Located not far from Salve Regina University is the Save the Bay Aquarium and Exploration Center, a nonprofit organization whose mission is to protect and improve Narraganset Bay. The aquarium’s purpose is not just entertainment but education. Its goal is to inform people about the different species in the Bay through the exhibits there.

The exhibits are rotated as animals are brought into the aquarium or released back into the wild, and the newest exhibit is a blue lobster of which there are only one in a million. Among the different exhibits are also three touch tanks. One includes urchins, spider crabs and starfish. The second has skates and horseshoe crabs. The third and final tank has chain dogfish sharks that were raised in the aquarium.

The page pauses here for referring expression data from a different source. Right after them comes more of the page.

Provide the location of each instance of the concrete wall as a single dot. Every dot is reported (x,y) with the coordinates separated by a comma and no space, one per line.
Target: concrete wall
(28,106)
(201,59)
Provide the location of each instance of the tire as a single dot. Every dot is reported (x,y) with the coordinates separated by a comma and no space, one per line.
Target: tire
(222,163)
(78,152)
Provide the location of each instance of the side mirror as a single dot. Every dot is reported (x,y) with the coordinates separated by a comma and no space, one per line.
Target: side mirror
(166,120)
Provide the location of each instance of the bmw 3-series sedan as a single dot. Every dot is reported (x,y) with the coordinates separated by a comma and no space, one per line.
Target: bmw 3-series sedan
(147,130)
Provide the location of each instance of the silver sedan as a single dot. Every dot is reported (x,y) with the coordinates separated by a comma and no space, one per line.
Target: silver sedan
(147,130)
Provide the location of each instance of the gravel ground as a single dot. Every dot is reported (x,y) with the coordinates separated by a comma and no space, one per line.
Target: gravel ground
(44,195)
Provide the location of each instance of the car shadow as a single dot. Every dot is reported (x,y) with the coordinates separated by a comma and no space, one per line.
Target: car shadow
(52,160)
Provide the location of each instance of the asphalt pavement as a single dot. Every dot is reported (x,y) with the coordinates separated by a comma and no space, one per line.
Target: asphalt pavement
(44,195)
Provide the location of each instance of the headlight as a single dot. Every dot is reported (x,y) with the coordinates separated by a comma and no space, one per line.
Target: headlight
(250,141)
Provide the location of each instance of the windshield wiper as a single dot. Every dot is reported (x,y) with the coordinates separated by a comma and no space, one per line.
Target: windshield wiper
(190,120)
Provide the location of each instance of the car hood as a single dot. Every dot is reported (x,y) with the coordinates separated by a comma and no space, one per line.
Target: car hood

All the animals are species that can be found in Narragansett Bay, and most of them are caught by fishermen, science facilities, or the staff at Save the Bay themselves. Some of the sharks and skates, however, are not caught but instead raised in the aquarium having been hatched from eggs laid by the older female sharks and skates there. After six months to two years, depending on the individual, the sharks and skates are released into the wild. This is done both so that they can help repopulate in the wild and so that they do not spend the rest of their lives in captivity.

Save The Bay’s newest inhabitant is a rare, one-in-a-million blue lobster.

Save the Bay does not want to keep these animals in a tank their whole lives, and so they wait until the sharks and skates are ready to release them. In fact, most of the animals stay at the aquarium for a year on average before being released back into the wild.

Not all the animals can be released, however. Some, like the diamondback terrapin, a species of turtle, are endangered. Save the Bay has permission to keep them to educate people about endangered species and protect this species. They have two diamondback terrapins, a female and male, and the male was born without the top part of his beak. Another permanent resident is Bowser, a turtle with six toes instead of the usual five.

The aquarium also keeps some invasive species to prevent them from doing harm in the wild and to educate people about the dangers of invasive species. Save the Bay has an exhibit of green crabs which are a huge problem in Narragansett Bay, and this exhibit brings people’s attention to this problem and prevents the green crabs here at the aquarium from adding to the problem.

 

Along with protecting endangered species and preventing invasive species from doing harm, the aquarium rescues what are called gulf stream orphans. These are animals washed in from tropical areas by the gulf stream who cannot survive the winters up here due to the cold.

Save the Bay is located not far from Salve Regina, the address being Easton’s Beach 175 Memorial Blvd. Admission is only $8.00 and the hours from Labor Day to Memorial Day are Friday to Sunday 10 a.m.-4 p.m. It is worth a visit both to see the animals there and to support the aquarium in their mission.